𝐂 𝐇 𝐀 𝐏 𝐈 𝐓 𝐑 𝐄   𝟔 𝟗





















           Abyssales sont les fentes de ses iris, réduites en cet état à la manière du regard d’un chat. Le silence est de plomb, quoi que parfois perturbé par le froissement des flammes autour de nous.

           Leur lumière, ondoyante, fait danser les traits paradoxalement statiques du visage de la femme. Figés autour des cavités de son regard, elles semblent pourtant parcourues de mille expressions à la fois.

— Je t’ai tuée, je répète. Alors tu m’as attirée à travers les ombres pour me tuer, moi aussi.

           Elle acquiesce tandis que, penchant la tête sur le côté, j’éclate d’un faible rire moqueur.

— Tu comptes m’occire… Moi qui suis déjà morte ? On dit que les plus malins peuvent se débrouiller pour survivre face à n’importe quelle épreuve, je devine pourquoi tu es aux Enfers.

           Fronçant le nez, je jauge sa dague acérée qui n’aura pourtant aucun résultat particulier sur ma santé.

— Que ce doit être compliqué de vivre aussi longtemps en étant stupide.
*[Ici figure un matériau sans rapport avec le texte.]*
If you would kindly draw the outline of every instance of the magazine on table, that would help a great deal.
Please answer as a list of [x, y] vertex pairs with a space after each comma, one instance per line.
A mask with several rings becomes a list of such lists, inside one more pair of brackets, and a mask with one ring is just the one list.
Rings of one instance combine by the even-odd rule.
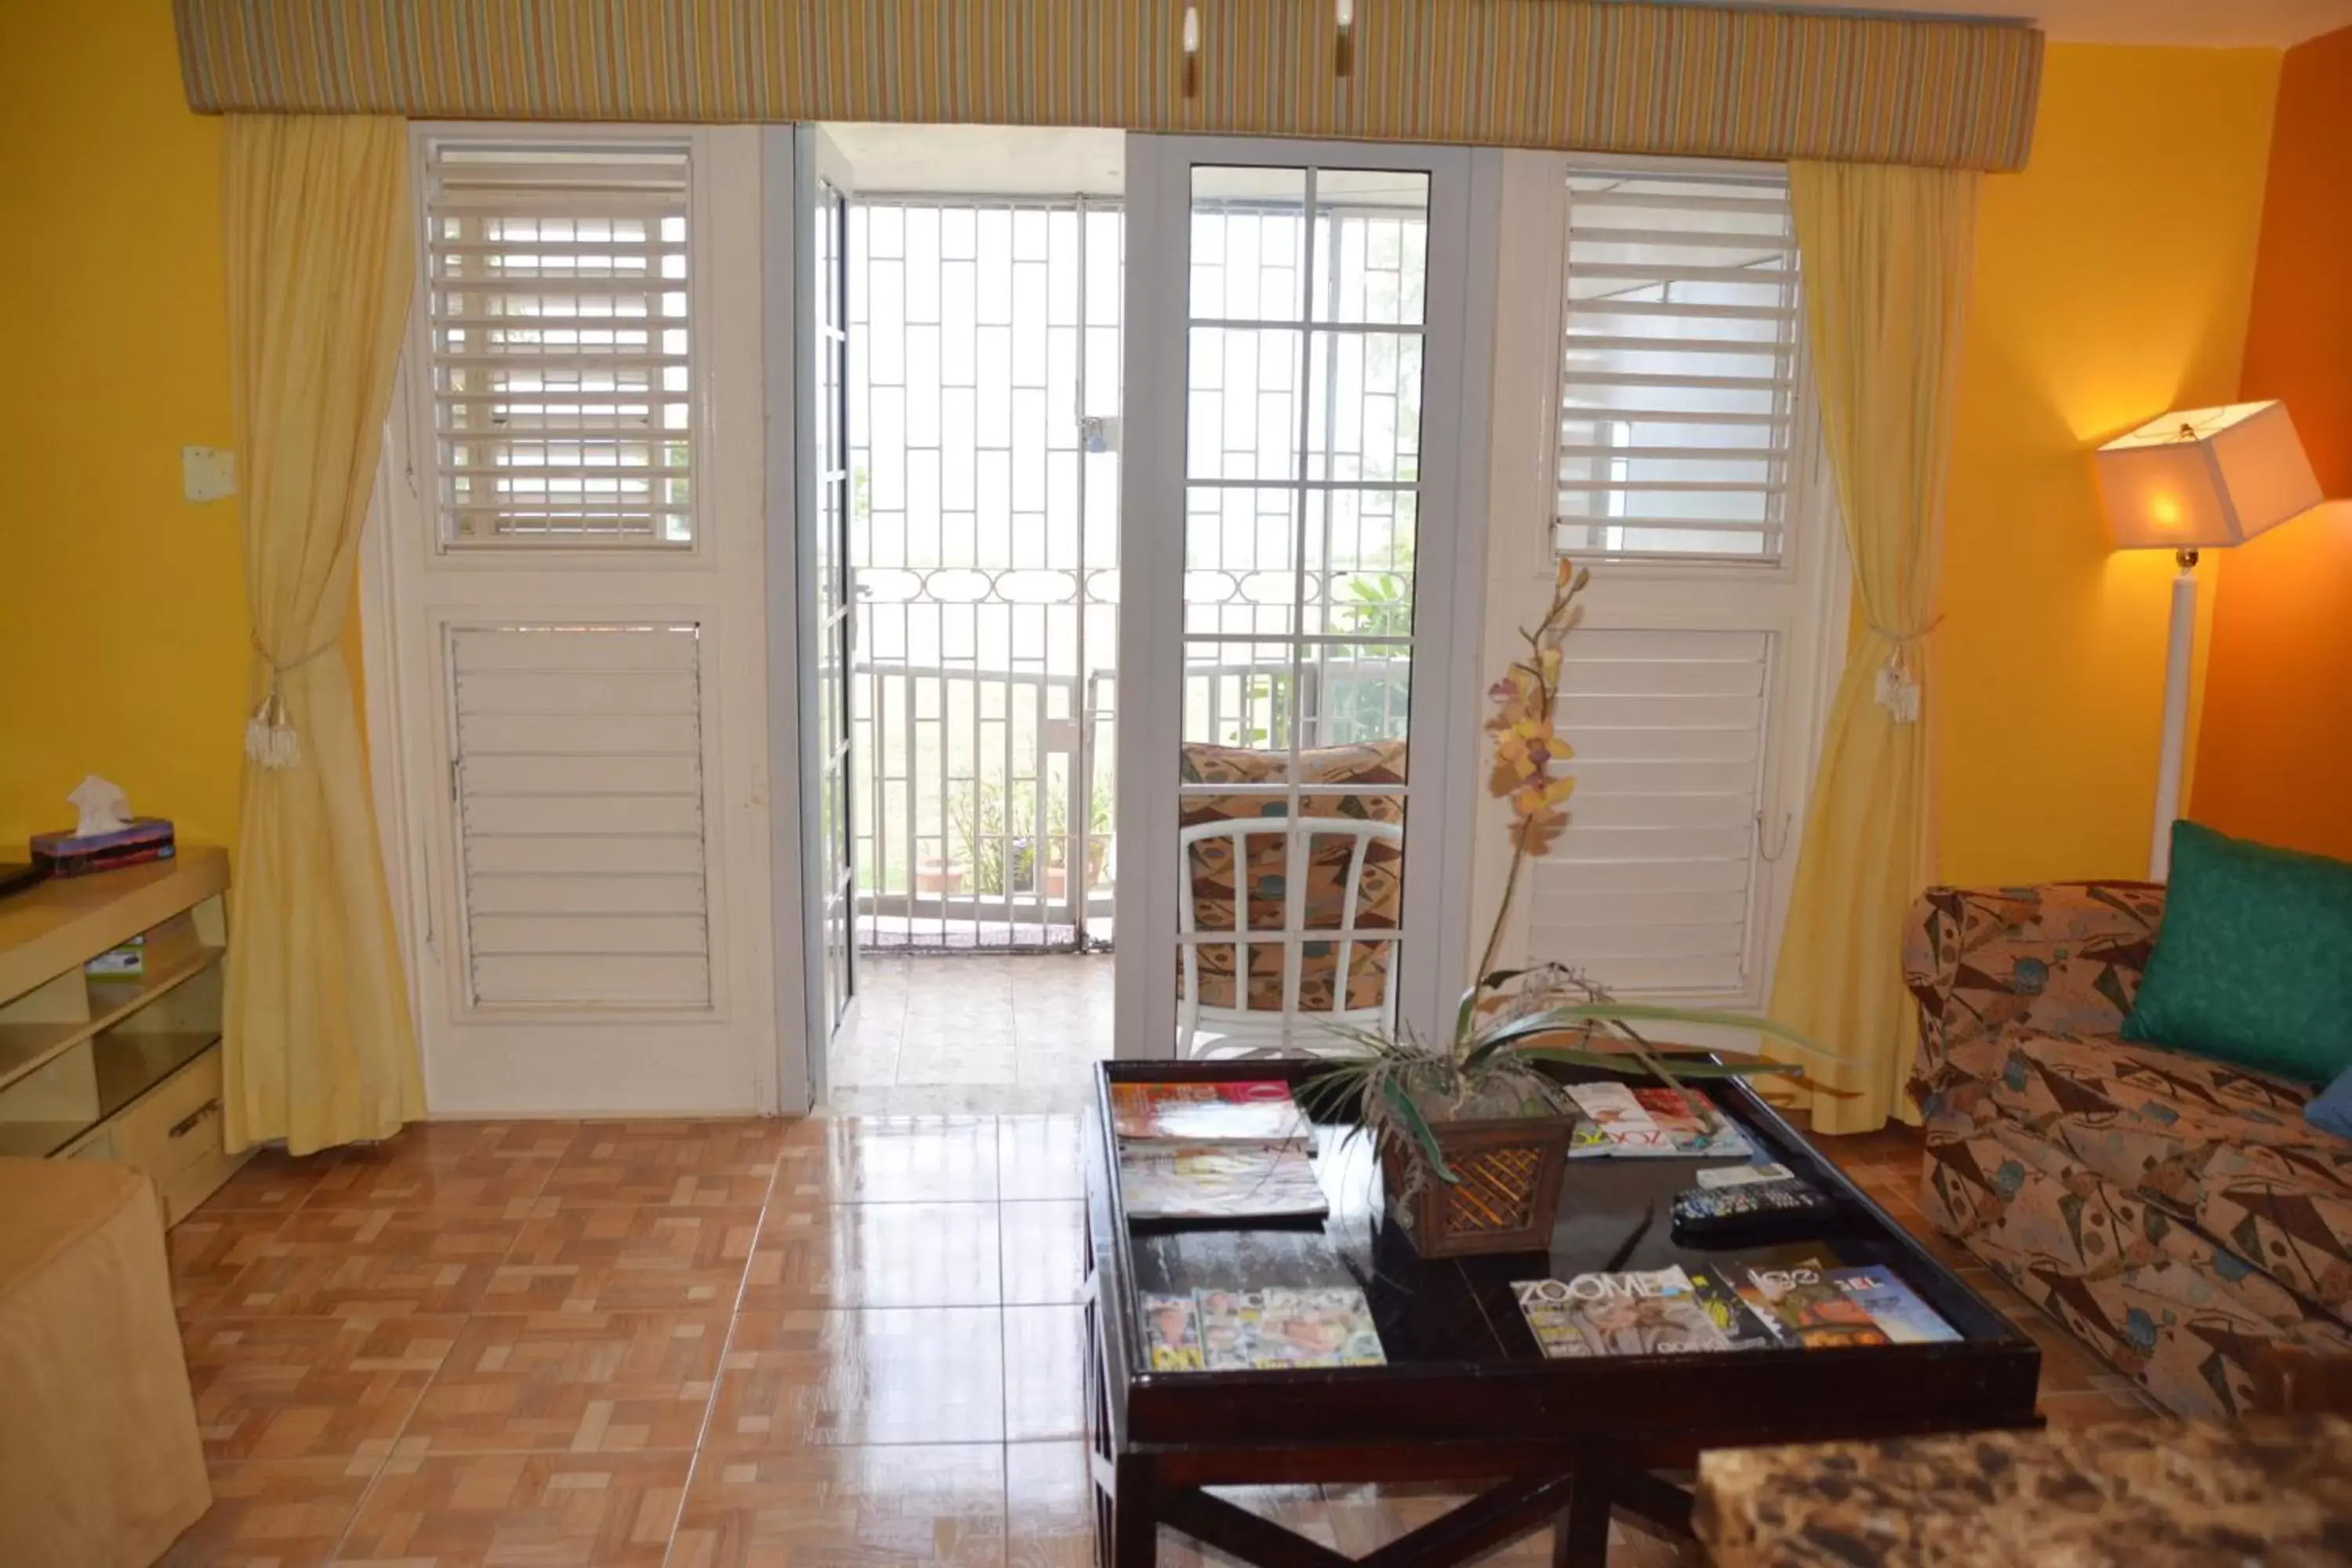
[[1522, 1279], [1511, 1289], [1547, 1356], [1686, 1355], [1732, 1348], [1680, 1268]]
[[1708, 1321], [1715, 1324], [1716, 1331], [1729, 1342], [1733, 1350], [1780, 1348], [1782, 1341], [1780, 1334], [1756, 1315], [1754, 1308], [1739, 1299], [1738, 1288], [1722, 1269], [1706, 1264], [1696, 1268], [1685, 1268], [1683, 1272], [1689, 1277], [1691, 1291], [1698, 1298], [1699, 1306], [1706, 1310]]
[[1270, 1372], [1380, 1366], [1388, 1358], [1353, 1286], [1195, 1290], [1142, 1298], [1154, 1372]]
[[1740, 1268], [1739, 1299], [1785, 1345], [1822, 1350], [1893, 1342], [1862, 1302], [1839, 1289], [1819, 1258]]
[[1830, 1279], [1898, 1345], [1937, 1344], [1960, 1337], [1959, 1330], [1944, 1321], [1935, 1308], [1884, 1265], [1832, 1268]]
[[1275, 1143], [1304, 1139], [1307, 1122], [1280, 1079], [1223, 1083], [1114, 1083], [1111, 1130], [1122, 1139], [1178, 1143]]
[[1748, 1160], [1756, 1146], [1696, 1089], [1572, 1083], [1578, 1121], [1569, 1158]]
[[1122, 1140], [1118, 1190], [1130, 1220], [1319, 1219], [1331, 1212], [1297, 1143]]
[[1819, 1258], [1523, 1279], [1511, 1287], [1550, 1357], [1926, 1344], [1958, 1330], [1884, 1266]]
Tu peux déjà te féliciter d’être allée aussi loin.

           Ses sourcils se froncent violemment et elle raffermit sa position d’attaque. Ses genoux fléchis se détendent quelque peu avant de se replier, elle avance ses bras à la manière d’une menthe religieuse.

— Entre l’inconstance légendaire d’un père qui ne fait qu’aimer ce qu’il s’est promis d’haïr et les rouages limités tournoyant dans le crâne d’une mère qui n’est décidemment pas futée… Je ne donne pas cher de l’état du gamin.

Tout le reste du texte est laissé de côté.